The statistical power, or power, of an evaluation reflects the likelihood of detecting any meaningful changes in an outcome of interest brought about by a successful program. In the process of designing a randomized evaluation, researchers conduct power analyses to inform decisions such as:
- Whether to conduct the evaluation
- At which unit to randomize (e.g., individual, household, or group)
- How many units to randomize
- How many units or individuals to survey
- How many times to survey each unit or individual over the course of the evaluation
- How many different program alternatives to test
- How much baseline information to collect
- Which outcomes to measure
- How to measure the outcomes of interest
It is important to understand how the factors above are interrelated and affect the overall power and sample size needed for a randomized evaluation. The rules of thumb outline the key relationships between the determinants of statistical power and sample size, and demonstrate how to design a high-powered randomized evaluation” (p.2).
Major Findings & Recommendations
The tool outlines the following six rules of thumb: • “Rule of thumb #1: a larger sample increases the statistical power of the evaluation… Larger samples are more likely to be representative of the original population…and are more likely to capture impacts that would occur in the population.

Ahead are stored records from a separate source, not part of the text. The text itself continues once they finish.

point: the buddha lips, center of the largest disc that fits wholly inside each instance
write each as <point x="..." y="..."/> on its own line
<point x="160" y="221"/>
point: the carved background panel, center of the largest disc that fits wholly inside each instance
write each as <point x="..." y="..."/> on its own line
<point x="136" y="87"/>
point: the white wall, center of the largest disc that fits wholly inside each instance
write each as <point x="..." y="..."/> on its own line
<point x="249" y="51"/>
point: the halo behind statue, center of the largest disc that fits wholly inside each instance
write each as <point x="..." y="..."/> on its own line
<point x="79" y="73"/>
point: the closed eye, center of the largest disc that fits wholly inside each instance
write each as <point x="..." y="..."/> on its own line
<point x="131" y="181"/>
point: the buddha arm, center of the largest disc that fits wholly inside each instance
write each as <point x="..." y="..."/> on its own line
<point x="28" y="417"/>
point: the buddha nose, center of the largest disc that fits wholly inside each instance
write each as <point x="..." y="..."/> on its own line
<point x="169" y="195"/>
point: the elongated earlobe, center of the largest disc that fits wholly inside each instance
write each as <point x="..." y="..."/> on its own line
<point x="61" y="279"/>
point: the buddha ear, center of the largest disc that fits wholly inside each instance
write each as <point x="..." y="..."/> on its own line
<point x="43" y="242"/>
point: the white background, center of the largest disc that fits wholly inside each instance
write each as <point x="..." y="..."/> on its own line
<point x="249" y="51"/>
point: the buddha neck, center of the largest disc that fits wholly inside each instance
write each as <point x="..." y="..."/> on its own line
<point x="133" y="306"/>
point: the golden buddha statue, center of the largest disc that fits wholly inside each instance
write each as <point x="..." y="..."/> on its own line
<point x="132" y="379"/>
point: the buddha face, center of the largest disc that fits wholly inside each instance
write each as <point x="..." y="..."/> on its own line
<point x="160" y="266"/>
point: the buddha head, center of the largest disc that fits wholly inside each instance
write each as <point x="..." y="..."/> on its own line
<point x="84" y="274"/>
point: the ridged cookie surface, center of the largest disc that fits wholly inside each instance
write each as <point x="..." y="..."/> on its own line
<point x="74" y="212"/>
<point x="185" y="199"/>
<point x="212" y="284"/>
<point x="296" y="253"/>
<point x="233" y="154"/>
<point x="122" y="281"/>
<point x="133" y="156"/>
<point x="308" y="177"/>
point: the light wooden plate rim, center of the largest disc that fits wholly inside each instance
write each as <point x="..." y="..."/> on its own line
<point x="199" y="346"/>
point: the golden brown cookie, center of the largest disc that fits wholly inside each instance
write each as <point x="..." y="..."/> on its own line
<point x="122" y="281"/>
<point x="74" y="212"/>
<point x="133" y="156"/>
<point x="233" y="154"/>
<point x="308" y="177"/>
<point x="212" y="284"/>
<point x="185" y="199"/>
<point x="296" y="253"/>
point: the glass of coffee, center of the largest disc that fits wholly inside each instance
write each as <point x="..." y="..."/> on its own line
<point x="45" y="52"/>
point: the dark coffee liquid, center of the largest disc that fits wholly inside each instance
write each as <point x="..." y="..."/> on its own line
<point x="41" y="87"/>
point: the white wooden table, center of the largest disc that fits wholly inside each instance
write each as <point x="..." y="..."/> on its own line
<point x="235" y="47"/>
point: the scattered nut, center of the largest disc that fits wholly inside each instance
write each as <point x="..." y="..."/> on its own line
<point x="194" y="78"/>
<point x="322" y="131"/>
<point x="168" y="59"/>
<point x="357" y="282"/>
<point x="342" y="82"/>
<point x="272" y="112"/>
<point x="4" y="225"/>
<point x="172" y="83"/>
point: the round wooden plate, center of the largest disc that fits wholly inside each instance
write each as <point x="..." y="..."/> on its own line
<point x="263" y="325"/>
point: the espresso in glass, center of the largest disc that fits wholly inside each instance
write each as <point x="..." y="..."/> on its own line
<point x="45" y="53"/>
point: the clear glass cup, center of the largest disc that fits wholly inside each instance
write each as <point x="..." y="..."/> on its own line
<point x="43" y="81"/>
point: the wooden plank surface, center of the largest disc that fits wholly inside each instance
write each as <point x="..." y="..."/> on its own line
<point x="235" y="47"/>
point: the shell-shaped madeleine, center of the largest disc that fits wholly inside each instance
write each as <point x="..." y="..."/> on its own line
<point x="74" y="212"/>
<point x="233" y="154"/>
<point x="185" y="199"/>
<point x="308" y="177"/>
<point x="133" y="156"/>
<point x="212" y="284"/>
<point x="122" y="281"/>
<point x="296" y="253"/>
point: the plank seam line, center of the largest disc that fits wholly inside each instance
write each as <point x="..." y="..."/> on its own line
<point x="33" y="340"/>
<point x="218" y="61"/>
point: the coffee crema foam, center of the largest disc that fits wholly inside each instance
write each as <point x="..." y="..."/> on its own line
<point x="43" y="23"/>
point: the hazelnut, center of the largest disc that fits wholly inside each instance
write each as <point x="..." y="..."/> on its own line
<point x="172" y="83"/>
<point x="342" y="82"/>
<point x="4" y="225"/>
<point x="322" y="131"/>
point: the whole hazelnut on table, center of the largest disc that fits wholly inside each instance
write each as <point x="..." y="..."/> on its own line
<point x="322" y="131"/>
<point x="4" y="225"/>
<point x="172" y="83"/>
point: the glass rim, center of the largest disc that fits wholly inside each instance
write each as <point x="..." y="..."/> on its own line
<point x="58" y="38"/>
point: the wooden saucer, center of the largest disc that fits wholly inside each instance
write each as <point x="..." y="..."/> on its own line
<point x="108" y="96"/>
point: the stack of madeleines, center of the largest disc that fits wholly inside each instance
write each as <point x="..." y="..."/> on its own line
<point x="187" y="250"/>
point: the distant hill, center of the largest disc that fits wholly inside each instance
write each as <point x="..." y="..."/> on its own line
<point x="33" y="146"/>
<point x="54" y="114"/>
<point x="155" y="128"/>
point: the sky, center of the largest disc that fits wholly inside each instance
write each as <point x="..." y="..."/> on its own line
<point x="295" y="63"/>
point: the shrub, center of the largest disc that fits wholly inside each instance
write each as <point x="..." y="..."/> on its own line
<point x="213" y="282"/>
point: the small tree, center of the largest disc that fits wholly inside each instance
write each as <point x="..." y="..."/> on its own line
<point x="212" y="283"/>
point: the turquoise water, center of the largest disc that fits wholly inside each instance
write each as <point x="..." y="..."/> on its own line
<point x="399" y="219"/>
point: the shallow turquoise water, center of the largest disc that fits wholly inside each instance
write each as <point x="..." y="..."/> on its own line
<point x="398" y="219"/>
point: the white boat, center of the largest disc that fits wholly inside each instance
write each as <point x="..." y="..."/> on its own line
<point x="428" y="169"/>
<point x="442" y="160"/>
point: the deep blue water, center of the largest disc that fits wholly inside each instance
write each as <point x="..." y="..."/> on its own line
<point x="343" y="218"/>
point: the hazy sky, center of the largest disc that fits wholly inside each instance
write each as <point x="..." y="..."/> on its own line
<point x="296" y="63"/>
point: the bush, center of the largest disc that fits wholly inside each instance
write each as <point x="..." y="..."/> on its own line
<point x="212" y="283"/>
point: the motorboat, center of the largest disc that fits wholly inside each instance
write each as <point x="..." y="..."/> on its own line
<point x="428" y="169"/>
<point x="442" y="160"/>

Additionally, larger samples increase the precision of impact estimates and the statistical power of the evaluation” (p.4). • “Rule of thumb #2: if the effect size of a program is small, the evaluation needs a larger sample to achieve a given level of power The effect size of an intervention is the magnitude of the impact of the intervention on a particular outcome of interest. When designing an evaluation, the research team wants to ensure that they are able to identify the effect of the program with precision” (p.4) • “Rule of thumb #3: an evaluation of a program with low take-up needs a larger sample Randomized evaluations are designed to detect the average effect of a program over the entire sample that is assigned to the treatment group. Therefore, lower take-up decreases the magnitude of the average effect of the program” (p.5). • “Rule of thumb #4: if the underlying population has high variation in outcomes, the evaluation needs a larger sample… Especially when running an evaluation on a population with high variance, selecting a larger sample increases the likelihood that you will be able to distinguish the impact of the program from the impact of naturally occurring variation in key outcome measures” (p.6). • “Rule of thumb #5: for a given sample size, power is maximized when the sample is equally split between the treatment and control group. To achieve maximum power for a given sample size, the sample should be evenly divided between the treatment group and control group. If you have the opportunity to add study participants, regardless of whether you add them to the treatment or control group, power will increase because the overall sample size is increasing” (p.7). • “Rule of thumb #6: for a given sample size, randomizing at the cluster level as opposed to the individual level reduces the power of the evaluation. The more similar the outcomes of individuals within clusters are, the larger the sample needs to be” (p.8). (Abstractor: Author and Website Staff)